10) Using a very slow speed, turn on the drill and allow it to twist the two wire together. Take your time. If you go to fast, the twist will not spread down the cable evenly and concentrate at one end. It takes some time for the twisting to work its way down the length of the cable.

11) As you twist, the wire will get shorter start to pull you toward the eye hook end. That is OK as long as the cable remains taut during the twisting process.

12) You need to twist until you get about 2x the desire twist per foot. So if you want a final 3 twist per foot, you need to over twist to 6 twist per foot.

13) When you get a cable that is evenly over twisted, loosen the chuck. Watch out, it will slip out and spin wildly untwisting itself stopping at the desire twist per foot.

14) Cut off the damaged wire ends that were on the Eye hook and in the chuck. You now have a nice twisted cable to install.

Although this sounds complicated, it actually goes pretty fast and is easy to do.

12) HOW MUCH POWER DOES THE RC FILTER DRAW?

The Track RC filter (terminator/Snubber) Booster loading effect is minimal. Assuming one is using a 0.1uF ceramic capacitor and a 100Ohm resistor and a track voltage of 14V, it will consume about 0.25Watts (1/4Watt) average. The actual value will dynamically vary between 0.2W and 0.33W depending on the data pattern.

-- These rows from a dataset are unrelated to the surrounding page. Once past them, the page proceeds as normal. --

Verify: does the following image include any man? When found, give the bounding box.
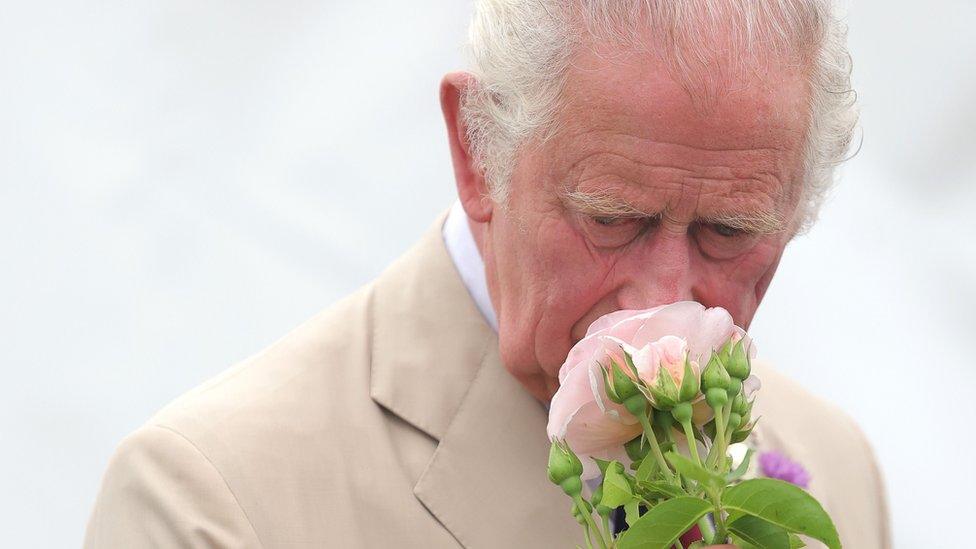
[86,0,888,549]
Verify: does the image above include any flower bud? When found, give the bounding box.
[725,339,752,381]
[705,387,729,410]
[604,360,643,404]
[729,412,742,431]
[678,357,701,402]
[548,440,583,496]
[702,353,731,393]
[671,402,694,425]
[647,368,678,410]
[624,435,651,461]
[653,410,674,433]
[590,483,613,517]
[727,377,742,399]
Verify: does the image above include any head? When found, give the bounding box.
[441,0,856,401]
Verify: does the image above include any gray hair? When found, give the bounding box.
[462,0,857,231]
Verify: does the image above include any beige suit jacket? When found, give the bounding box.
[85,216,888,549]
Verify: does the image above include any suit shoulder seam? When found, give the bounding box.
[149,423,265,547]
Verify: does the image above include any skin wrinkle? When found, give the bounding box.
[440,24,807,402]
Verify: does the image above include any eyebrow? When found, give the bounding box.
[562,190,786,235]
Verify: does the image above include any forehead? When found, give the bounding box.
[551,41,808,210]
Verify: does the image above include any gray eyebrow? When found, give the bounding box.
[562,190,786,235]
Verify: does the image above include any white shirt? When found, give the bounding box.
[441,201,498,332]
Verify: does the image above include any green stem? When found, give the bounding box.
[681,419,702,466]
[708,490,729,545]
[583,524,593,549]
[698,515,715,545]
[573,494,607,549]
[708,407,725,469]
[637,411,674,481]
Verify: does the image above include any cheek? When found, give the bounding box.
[692,240,783,328]
[535,216,613,376]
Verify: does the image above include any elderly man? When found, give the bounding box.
[86,0,888,549]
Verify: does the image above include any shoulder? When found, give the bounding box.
[153,286,371,445]
[89,286,381,547]
[753,362,890,547]
[84,426,261,549]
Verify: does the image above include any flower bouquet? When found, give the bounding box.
[548,301,841,549]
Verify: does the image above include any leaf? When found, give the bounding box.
[634,452,660,482]
[722,478,841,549]
[590,456,610,475]
[725,448,756,482]
[618,496,712,549]
[637,480,688,499]
[600,462,634,509]
[729,515,790,549]
[624,498,640,527]
[664,452,725,488]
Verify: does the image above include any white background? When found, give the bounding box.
[0,0,976,549]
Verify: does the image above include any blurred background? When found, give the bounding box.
[0,0,976,549]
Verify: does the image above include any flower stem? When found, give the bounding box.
[698,515,715,545]
[637,411,674,481]
[573,494,607,549]
[681,419,702,466]
[707,407,725,470]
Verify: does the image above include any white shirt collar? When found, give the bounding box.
[441,201,498,332]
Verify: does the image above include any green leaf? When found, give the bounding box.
[722,478,841,549]
[619,496,712,549]
[600,462,634,509]
[729,515,790,549]
[624,498,640,527]
[790,534,807,549]
[637,480,688,499]
[664,452,725,488]
[634,450,661,482]
[725,448,755,482]
[591,457,610,475]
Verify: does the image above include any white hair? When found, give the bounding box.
[462,0,857,230]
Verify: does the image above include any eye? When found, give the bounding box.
[695,223,760,259]
[711,223,745,238]
[580,215,650,248]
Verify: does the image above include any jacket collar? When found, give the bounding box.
[370,209,581,548]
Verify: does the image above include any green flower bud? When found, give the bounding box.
[548,440,583,495]
[678,357,701,402]
[624,435,651,461]
[559,477,583,498]
[671,402,694,425]
[590,483,613,517]
[647,368,678,410]
[732,393,748,415]
[725,339,752,381]
[702,353,731,393]
[705,387,729,410]
[727,377,742,398]
[652,410,674,433]
[604,360,643,404]
[729,412,742,431]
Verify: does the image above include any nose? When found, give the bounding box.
[617,231,695,309]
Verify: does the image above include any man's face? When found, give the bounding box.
[479,47,807,401]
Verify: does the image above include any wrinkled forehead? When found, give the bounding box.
[556,38,810,167]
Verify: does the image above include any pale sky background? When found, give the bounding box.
[0,0,976,549]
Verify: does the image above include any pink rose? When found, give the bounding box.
[548,301,755,479]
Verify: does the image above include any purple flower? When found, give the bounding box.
[759,450,810,488]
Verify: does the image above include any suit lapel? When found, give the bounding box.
[414,342,581,548]
[370,214,581,548]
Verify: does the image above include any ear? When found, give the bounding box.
[440,72,493,223]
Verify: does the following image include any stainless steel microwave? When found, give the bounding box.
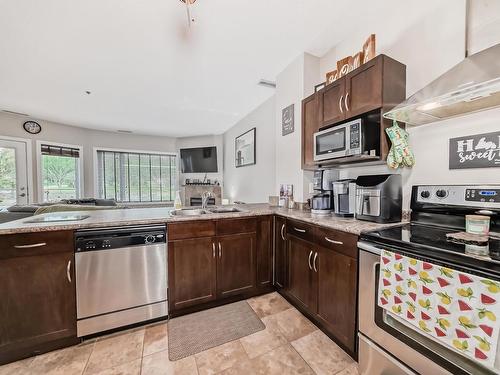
[314,119,364,161]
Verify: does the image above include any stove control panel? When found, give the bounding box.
[412,185,500,209]
[465,189,500,203]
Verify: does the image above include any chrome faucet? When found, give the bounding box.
[201,191,212,209]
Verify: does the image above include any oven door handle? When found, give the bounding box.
[358,241,382,255]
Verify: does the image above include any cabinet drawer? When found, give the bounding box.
[217,217,257,236]
[0,231,74,259]
[167,220,215,241]
[286,219,314,241]
[314,227,358,259]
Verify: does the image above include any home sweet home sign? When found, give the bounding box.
[449,132,500,169]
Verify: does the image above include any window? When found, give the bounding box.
[39,143,83,202]
[97,150,177,202]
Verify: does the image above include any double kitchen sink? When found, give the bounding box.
[170,207,243,216]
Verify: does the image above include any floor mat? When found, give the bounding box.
[168,301,265,361]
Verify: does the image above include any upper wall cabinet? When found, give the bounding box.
[302,55,406,169]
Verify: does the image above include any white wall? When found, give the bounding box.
[320,0,500,208]
[177,135,224,185]
[0,112,176,202]
[320,0,465,96]
[224,96,276,203]
[275,53,319,202]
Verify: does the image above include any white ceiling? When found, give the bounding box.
[0,0,380,136]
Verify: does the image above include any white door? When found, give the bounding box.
[0,139,28,210]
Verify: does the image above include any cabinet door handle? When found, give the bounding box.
[66,260,71,284]
[14,242,47,249]
[325,237,344,245]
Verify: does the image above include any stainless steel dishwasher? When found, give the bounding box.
[75,225,168,337]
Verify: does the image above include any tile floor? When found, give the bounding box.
[0,293,358,375]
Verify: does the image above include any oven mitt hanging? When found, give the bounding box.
[385,120,415,169]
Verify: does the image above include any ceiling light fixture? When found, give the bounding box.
[181,0,196,27]
[258,79,276,89]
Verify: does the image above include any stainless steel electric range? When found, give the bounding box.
[358,185,500,375]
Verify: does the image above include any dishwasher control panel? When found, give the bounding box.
[75,226,167,252]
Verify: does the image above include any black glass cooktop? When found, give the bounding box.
[361,224,500,276]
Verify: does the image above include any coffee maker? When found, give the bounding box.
[356,174,403,223]
[333,179,356,217]
[311,169,339,215]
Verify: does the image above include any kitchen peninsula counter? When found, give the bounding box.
[0,204,403,235]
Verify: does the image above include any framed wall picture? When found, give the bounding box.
[363,34,375,64]
[234,128,256,168]
[448,132,500,169]
[351,51,364,71]
[314,82,326,92]
[326,70,338,85]
[337,56,353,78]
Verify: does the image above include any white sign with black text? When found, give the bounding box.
[449,132,500,169]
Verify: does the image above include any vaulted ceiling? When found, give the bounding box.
[0,0,410,136]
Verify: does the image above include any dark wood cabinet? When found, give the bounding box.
[282,223,358,357]
[0,231,78,364]
[302,94,319,169]
[318,78,346,128]
[274,216,287,289]
[257,216,273,289]
[287,236,318,312]
[342,58,383,118]
[168,237,217,310]
[316,248,357,352]
[167,216,260,316]
[217,233,255,297]
[302,55,406,169]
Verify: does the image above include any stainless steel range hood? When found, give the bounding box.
[384,44,500,125]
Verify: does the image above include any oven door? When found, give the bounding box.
[358,241,498,375]
[314,125,350,161]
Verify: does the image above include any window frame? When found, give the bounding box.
[36,140,85,203]
[93,147,179,206]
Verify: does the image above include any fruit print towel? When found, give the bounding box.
[378,251,500,368]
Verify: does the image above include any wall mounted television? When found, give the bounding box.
[181,146,218,173]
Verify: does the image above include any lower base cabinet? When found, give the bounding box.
[274,216,287,290]
[168,237,217,310]
[217,233,256,297]
[317,248,357,351]
[0,232,78,365]
[287,236,318,311]
[283,220,357,356]
[167,218,265,315]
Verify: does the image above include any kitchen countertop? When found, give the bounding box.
[0,203,403,235]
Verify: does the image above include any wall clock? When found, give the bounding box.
[23,121,42,134]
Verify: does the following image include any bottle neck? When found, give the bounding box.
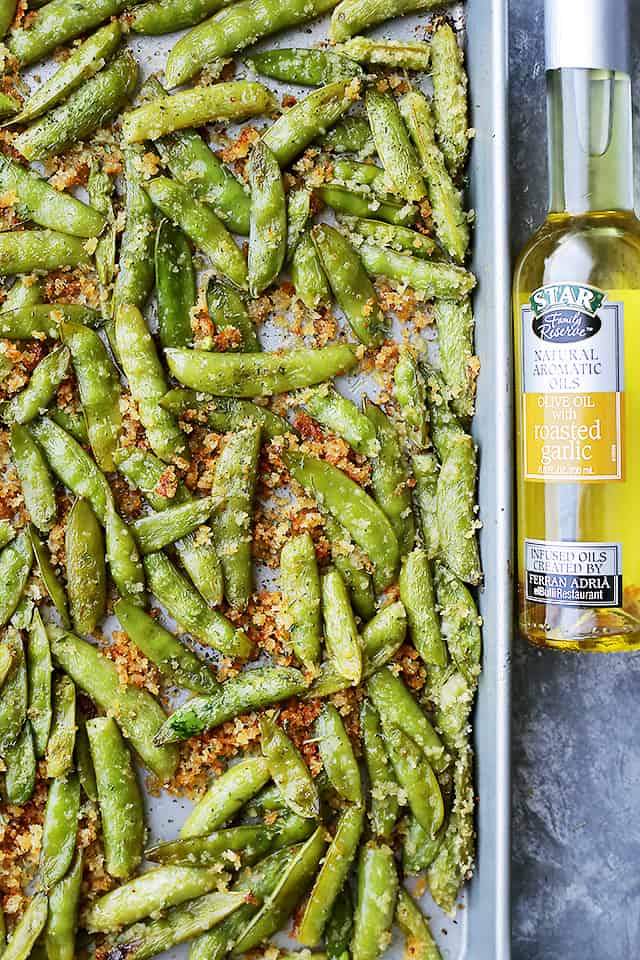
[547,68,633,215]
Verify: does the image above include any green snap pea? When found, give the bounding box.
[318,703,362,808]
[298,807,365,947]
[360,700,400,841]
[44,850,83,960]
[40,771,80,890]
[146,177,247,288]
[285,451,400,589]
[114,600,217,693]
[351,842,398,960]
[87,717,144,879]
[157,667,305,743]
[245,47,362,87]
[315,183,418,227]
[13,51,138,160]
[155,220,196,347]
[400,90,469,263]
[248,139,287,297]
[60,323,122,473]
[280,533,322,669]
[65,498,107,633]
[165,343,357,397]
[0,154,104,237]
[51,633,178,783]
[364,400,415,554]
[260,717,320,819]
[233,827,326,956]
[165,0,335,87]
[115,304,186,462]
[122,82,276,143]
[180,757,271,839]
[322,569,362,684]
[311,223,387,347]
[12,20,122,123]
[207,277,262,353]
[11,423,58,533]
[2,893,49,960]
[0,530,33,627]
[399,547,447,667]
[4,720,36,807]
[144,553,251,657]
[27,610,53,757]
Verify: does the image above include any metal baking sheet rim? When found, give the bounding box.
[122,0,513,960]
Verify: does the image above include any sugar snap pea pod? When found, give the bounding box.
[165,343,357,397]
[358,242,476,300]
[11,423,57,532]
[291,230,331,310]
[146,175,247,287]
[260,717,320,819]
[431,22,469,174]
[322,569,362,684]
[351,841,398,960]
[245,47,362,87]
[364,399,415,554]
[65,498,107,633]
[87,717,144,879]
[280,533,322,668]
[315,183,418,227]
[249,140,287,297]
[209,277,262,353]
[360,700,400,841]
[318,703,362,804]
[180,757,271,839]
[2,893,49,960]
[437,436,482,584]
[233,827,326,956]
[13,51,138,160]
[400,90,469,263]
[87,864,230,933]
[60,323,122,473]
[329,0,441,43]
[40,773,80,890]
[155,220,196,347]
[298,807,365,947]
[396,885,442,960]
[51,633,178,782]
[0,530,33,627]
[157,667,305,743]
[285,451,400,589]
[165,0,335,87]
[44,850,83,960]
[114,600,217,693]
[115,304,186,462]
[0,154,105,237]
[399,547,447,667]
[0,628,29,756]
[365,87,427,203]
[4,720,36,807]
[311,223,387,346]
[122,82,276,143]
[144,553,251,657]
[0,230,89,276]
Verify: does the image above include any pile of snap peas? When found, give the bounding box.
[0,0,482,960]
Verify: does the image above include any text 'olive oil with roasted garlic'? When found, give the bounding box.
[513,0,640,651]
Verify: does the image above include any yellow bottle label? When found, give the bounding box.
[521,283,625,483]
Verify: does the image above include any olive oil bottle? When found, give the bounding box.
[513,0,640,651]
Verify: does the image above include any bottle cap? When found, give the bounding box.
[545,0,631,73]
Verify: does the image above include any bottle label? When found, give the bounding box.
[522,283,624,483]
[524,540,622,608]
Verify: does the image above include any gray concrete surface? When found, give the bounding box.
[510,0,640,960]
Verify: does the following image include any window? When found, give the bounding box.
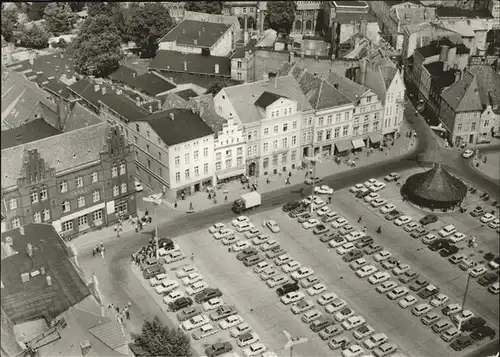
[33,212,42,223]
[120,162,125,175]
[77,196,85,208]
[62,201,71,213]
[9,198,17,211]
[92,191,101,203]
[62,221,73,232]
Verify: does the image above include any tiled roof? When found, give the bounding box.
[158,20,231,48]
[149,51,231,76]
[223,76,312,124]
[1,119,61,150]
[0,224,90,323]
[1,123,108,188]
[441,71,483,112]
[135,108,213,146]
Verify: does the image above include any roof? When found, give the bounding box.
[0,224,90,324]
[223,75,312,124]
[405,165,467,202]
[1,123,108,188]
[158,20,231,48]
[139,108,213,146]
[1,119,61,150]
[149,50,231,76]
[441,71,483,112]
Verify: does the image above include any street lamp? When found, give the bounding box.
[283,330,308,357]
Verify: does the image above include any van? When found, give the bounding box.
[302,309,323,324]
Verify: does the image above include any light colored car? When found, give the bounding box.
[337,243,356,255]
[394,216,416,228]
[368,271,391,285]
[356,264,378,278]
[280,291,305,305]
[398,295,418,309]
[266,219,280,233]
[219,314,243,330]
[306,283,327,296]
[380,203,396,214]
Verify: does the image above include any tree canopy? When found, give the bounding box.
[184,1,222,15]
[127,3,174,57]
[132,316,192,357]
[266,1,297,35]
[72,15,123,77]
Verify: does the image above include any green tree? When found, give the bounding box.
[184,1,222,15]
[43,2,76,36]
[266,1,297,35]
[128,3,174,58]
[72,15,123,77]
[132,316,192,357]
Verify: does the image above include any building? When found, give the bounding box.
[214,76,312,176]
[1,123,136,236]
[158,20,236,56]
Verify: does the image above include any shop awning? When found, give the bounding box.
[335,140,351,152]
[352,139,365,149]
[369,133,382,144]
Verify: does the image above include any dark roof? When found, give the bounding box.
[254,91,282,109]
[0,223,90,324]
[140,108,213,146]
[158,20,231,48]
[149,51,231,76]
[131,73,175,96]
[1,119,61,150]
[405,165,467,202]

The power consumed will be dissipated in the form of a heated resistor.

Notes:

1) You must use a 1/2 watt resistor for all scales HO or smaller which has track voltage of 14V or less. A 1/4W resistor will get to hot.

2) You must use a 1 Watt resistor for all scales larger than HO since the track voltage is typically 16V or higher.

3) The capacitor will get warm from the heat coming from the resistor it is attached to. It does not get hot by itself unless it is defective.

If you want to know background of how this answer was determined. See section 15.